Vive inquiétude autour de la mise sous tutelle d'un groupe éditorial turc

Antoine Oury - 20.11.2015

Edition - International - Kaynak Holding Turquie édition - tutelle financement illégal - organisation terroriste


L'Union internationale des éditeurs s'inquiète de la mise sous tutelle du groupe éditorial turc Kaynak Holding et de ses filiales, décidée par le Parquet de la République d’Istanbul. Officiellement, Kaynak Holding, qui rassemble notamment des maisons d'édition, des librairies et un réseau de distribution, est soupçonné de « financement illégal » d'une organisation étatique parallèle, l'Organisation Terroriste Guleniste (FETO). Mais l'UIE et les confrères turcs craignent un mouvement contre la liberté de publier.

 

Polis

La police turque, avant des affrontements avec des manifestants, en mars 2014

(Jeremy Brooks, CC BY-NC 2.0)

 

 

Les enquêteurs sont formels : « De nombreux documents montrant les transferts de fonds et le financement de l’organisation parallèle ont été trouvés dans les ordinateurs des sociétés affiliées à la holding », affirment-ils, d'après l'agence Anadolu. Autrement dit, ils accusent la Kaynak Holding d'avoir monté des sociétés-écrans dont le seul but est la dissimulation des financements destinés à l'Organisation Terroriste Guleniste (FETO). Cette dernière est affiliée à l'imam Fethullah Gülen, adversaire notable de l'actuel président Recep Tayyip Erdogan qui a lancé un mandat d'arrêt contre lui.
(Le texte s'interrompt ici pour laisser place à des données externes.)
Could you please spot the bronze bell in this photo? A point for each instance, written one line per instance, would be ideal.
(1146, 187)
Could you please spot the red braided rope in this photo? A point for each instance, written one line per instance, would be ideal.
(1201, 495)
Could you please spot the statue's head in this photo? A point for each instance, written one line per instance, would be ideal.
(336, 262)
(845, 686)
L'imam est désormais exilé aux États-Unis.

 

Pour l'International Publishers Association, la mise sous tutelle n'est que le reflet d'une pression grandissante sur la liberté de publier, dans le pays. « La saisie de Kaynak Holding par un administrateur est une ingérence importante qui marquera et affaiblira la vie de l'édition turque », prédit Metin Celal Zeynioglu, président de l'association des éditeurs turcs, « Ainsi, une maison d'édition peut désormais être contrôlée et ses livres censurés. » En vertu de la liberté de publication garantie par la Constitution turque, l'Association réclame une liberté totale pour les filiales de Kaynak Holding.

 

Sept personnes ont été chargées d'assumer la tutelle sur Kaynak Holding, qui comprend 19 sociétés, une fondation et une association. D'après des sources policières, aucune arrestation n'est survenue, pour l'instant. 

 

Le secrétaire général de l'IPA, José Borghino, souligne que les dernières semaines ont été préoccupantes pour la liberté d'expression et de publication en Turquie. Début septembre, des représailles menées par des soutiens du gouvernement turc avaient visé des symboles critiques envers le pouvoir, comme le parti prokurde PKK, le journal Hürriyet et une librairie, détruite pendant les attaques. 

 

« Ces attaques fanatiques contre des institutions qui sont nos moyens d'accéder à l'information et à la culture ne peuvent en aucun cas être légitimées », soulignait alors Metin Celal Zeynioglu, président de l'association des éditeurs turcs. L'auteur turc exilé Orhan Pamuk s'inquiétait lui aussi du tournant pris par le parti au pouvoir d'Erdogan.

 

En octobre dernier, une autre holding médiatique, Kopa-Izek, détentrice de deux chaînes télévisées critiques envers le pouvoir, était mise sous tutelle.